A nível de tese, sustenta-se que as relações de poder incidentes sobre o corpo são reproduzidas por meio de uma violência simbólica, que predispõe os sujeitos em sociedade a reproduzirem a sua lógica de poder. O campo do irrefletido está correlacionado à crença de que mudar o corpo é essencial para se afirmar em um gênero. Sendo assim, entende-se que o discurso que sustenta a existência da escolha é falacioso.
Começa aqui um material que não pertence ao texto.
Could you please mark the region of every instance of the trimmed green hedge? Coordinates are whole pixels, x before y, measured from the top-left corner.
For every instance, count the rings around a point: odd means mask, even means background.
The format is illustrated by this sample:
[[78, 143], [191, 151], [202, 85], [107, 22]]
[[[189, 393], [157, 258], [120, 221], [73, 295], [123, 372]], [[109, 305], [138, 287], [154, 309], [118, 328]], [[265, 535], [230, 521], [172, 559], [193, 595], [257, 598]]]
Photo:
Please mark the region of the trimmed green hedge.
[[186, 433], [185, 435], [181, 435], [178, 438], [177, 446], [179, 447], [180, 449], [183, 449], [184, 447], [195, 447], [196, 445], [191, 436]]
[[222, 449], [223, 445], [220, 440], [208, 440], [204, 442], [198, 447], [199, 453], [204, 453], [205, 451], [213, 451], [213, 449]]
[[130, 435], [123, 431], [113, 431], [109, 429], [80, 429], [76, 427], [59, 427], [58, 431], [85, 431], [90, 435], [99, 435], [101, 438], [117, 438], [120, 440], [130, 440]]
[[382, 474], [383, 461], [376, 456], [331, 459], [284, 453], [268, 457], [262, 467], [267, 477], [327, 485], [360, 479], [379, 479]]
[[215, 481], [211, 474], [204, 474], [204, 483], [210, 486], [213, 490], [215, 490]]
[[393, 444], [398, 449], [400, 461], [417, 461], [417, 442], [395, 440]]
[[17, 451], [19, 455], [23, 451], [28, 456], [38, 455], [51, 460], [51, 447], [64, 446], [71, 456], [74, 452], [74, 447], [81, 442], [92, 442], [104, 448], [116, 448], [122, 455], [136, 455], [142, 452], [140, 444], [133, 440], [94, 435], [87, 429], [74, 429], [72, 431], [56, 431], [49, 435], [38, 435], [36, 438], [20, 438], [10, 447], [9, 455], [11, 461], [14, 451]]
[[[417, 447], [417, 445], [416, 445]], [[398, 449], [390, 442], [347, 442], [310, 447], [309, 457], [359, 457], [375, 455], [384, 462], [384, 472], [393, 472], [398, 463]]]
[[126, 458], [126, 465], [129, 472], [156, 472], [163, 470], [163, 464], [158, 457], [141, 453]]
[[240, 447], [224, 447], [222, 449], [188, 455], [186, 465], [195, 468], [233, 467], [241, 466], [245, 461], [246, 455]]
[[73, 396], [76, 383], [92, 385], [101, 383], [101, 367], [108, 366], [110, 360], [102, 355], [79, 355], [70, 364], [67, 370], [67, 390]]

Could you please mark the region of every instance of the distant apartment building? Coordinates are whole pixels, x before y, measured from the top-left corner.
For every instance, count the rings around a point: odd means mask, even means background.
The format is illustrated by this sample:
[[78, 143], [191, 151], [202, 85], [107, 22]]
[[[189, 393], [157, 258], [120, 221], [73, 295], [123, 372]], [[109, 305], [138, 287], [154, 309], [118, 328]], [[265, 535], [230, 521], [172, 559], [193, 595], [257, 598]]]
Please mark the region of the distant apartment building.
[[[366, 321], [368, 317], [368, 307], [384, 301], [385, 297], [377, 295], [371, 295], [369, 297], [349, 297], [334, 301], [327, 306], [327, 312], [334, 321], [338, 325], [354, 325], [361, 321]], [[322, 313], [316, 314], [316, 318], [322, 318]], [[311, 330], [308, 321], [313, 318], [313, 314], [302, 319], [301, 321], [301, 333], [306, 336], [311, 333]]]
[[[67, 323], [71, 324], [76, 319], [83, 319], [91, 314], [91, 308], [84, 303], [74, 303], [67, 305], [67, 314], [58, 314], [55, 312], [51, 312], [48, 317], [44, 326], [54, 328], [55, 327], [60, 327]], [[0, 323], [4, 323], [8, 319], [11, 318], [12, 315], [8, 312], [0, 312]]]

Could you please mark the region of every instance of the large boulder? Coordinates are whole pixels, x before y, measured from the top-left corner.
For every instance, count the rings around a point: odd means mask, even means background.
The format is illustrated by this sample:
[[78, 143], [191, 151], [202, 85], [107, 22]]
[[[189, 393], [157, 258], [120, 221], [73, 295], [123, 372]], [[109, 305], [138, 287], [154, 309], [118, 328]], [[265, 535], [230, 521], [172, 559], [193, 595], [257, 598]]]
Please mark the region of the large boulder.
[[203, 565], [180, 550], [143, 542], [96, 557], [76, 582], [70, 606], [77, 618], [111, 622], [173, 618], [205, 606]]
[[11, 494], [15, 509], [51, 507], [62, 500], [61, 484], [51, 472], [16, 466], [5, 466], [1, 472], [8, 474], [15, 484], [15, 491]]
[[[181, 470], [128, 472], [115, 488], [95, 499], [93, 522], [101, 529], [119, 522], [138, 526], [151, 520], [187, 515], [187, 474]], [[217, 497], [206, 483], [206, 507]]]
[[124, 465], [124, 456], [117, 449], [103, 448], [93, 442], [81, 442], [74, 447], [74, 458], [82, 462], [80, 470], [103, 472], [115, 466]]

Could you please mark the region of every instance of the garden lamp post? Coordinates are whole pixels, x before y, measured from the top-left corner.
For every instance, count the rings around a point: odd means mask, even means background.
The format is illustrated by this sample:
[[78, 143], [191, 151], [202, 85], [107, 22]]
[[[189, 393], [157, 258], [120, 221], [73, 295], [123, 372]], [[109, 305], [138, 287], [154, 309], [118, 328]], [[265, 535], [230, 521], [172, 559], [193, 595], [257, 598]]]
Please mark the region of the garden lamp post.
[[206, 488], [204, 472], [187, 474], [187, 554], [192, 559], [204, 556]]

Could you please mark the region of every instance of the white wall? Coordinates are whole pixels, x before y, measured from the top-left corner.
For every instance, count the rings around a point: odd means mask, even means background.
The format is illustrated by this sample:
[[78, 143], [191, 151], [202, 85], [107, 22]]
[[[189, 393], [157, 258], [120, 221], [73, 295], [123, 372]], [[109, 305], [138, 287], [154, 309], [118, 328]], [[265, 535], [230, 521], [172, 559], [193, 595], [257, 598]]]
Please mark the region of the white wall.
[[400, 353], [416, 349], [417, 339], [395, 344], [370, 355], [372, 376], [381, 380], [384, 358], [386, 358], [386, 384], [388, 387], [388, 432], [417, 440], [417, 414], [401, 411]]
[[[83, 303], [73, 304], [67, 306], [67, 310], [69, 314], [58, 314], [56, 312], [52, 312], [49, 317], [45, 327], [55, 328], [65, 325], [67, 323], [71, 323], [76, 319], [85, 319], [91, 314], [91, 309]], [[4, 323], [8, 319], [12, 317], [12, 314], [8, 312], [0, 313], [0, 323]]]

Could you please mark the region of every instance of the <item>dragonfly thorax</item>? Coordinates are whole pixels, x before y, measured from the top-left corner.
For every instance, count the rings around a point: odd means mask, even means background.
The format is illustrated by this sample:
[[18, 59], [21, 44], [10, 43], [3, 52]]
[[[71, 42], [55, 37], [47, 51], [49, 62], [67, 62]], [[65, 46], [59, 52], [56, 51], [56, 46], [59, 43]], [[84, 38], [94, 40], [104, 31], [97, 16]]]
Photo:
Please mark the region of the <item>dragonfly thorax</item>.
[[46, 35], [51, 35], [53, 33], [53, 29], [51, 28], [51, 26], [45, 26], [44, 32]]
Não se escolhe quando alguém já tomou uma decisão prévia pelo indivíduo e o mesmo é simplesmente conduzido a seguir uma configuração de poder externa.

A concepção de que a alteração do corpo é uma opção, a partir da presente análise, torna-se fantasiosa, uma vez que o sistema de poder, apresentando-se de forma doce, não dá opção a quem é atravessado pelo mesmo, a não ser segui-lo, acreditando que está usufruindo

de liberdade sobre o seu corpo, beatizando o Estado, que suspostamente permitiria o seu corpo ser como ele sempre deveria ser [sic].

Trata-se de uma reprodução de padrões corporais. Não existe corpo correto ou incorreto quando se fala de gênero. Existe um corpo criado e vinculado a cada um dos gêneros, sendo reproduzido como o correto e o adequado. A lógica de estranheza é produto, é um fruto de relações de poder incidentes sobre corpo, sexo e gênero.

Ademais, deve-se também destacar um outro núcleo de conteúdo identificado nos textos dos participantes, que indica que ainda que o indivíduo tenha consciência das normas de gênero incidentes sobre o seu corpo, ou seja, não estando mais no plano do inconsciente; o mesmo se vê coagido a realizar a mudança corporal por questões sociais. Por acreditar que sua trajetória de vida se tornará menos violenta, e mais bem reconhecida, ao seguir os padrões de gênero disseminados em sociedade. Trata-se de um elemento em que se deposita a expectativa de aceitação social.

Ainda no campo da consciência, um indivíduo que tem noção das normas rígidas de gênero e adere às mesmas por conta da sanção social que o ameaça, não realiza uma escolha. Realiza-se a hormonioterapia, por exemplo, não porque se quer, por espontânea vontade, e sim diante dos obstáculos de socialização, de reconhecimento, apresentados cotidianamente. O indivíduo se vê colocado em uma situação em que opta entre a sua morte e uma tentativa de sobrevivência. Morte em variados sentidos.

Entretanto, ressalta-se as brechas da estrutura de poder, o que permite a ascensão de sujeitos que transcendem à lógica de dominação, ainda que parcialmente, refletindo sobre a desnecessidade de alteração do corpo para fins de gênero. Assim, o discurso não é absoluto em termos de alteração do corpo, o que explicaria homens trans ou mulheres trans que não desejam passar por mudanças corporais. Trata-se de um contexto de complexidade frente aos efeitos das relações de poder modernas. O que não significa, porém, que não há controle de corpos e de vidas a partir do discurso de direito à saúde marcado por uma suposta escolha, sustentado pelo Estado. Muito pelo contrário, a percepção de resistência é minoria.

Sustenta-se a existência de uma estrutura de poder que domina corpos em sociedade, por meio de uma cultura do corpo sexuado. Inconscientemente ou não, as relações de poder marcam a realidade social, limitando a possibilidade de reflexão. Todavia, todo poder tem espaço pra resistência, tem uma fissura, por meio da qual o corpo é um trunfo de revolução. Sendo assim, identifica-se um núcleo minoritário de reflexão que transcende a corporalidade

para fins de gênero e que teria um grau de ingerência ao negar a realização de mudanças em seu corpo, ainda que o mesmo esteja sendo dominado em outras múltiplas esferas.

Em linhas de conclusão do presente capítulo, sustenta-se, se ainda não está claro, a inexistência da figura escolha, de forma majoritária. Afirma-se que, por meio de relações de poder sobre o corpo, não se pode sustentar que a transição corporal é uma opção do indivíduo. De forma consciente ou não, o sistema de poder é implacável, condenando o incoerente à figura da morte, ainda que o sujeito tenha a vida material. Morte de seus sonhos, morte de sua liberdade, morte de sua dignidade, morte de sua vida. E a ele, a margem. A modificação corporal representa uma esperança, um desejo naturalizado, a solução de problemas, a parte que faltava; considerando o minoritário grupo de reflexão sobre a mesma.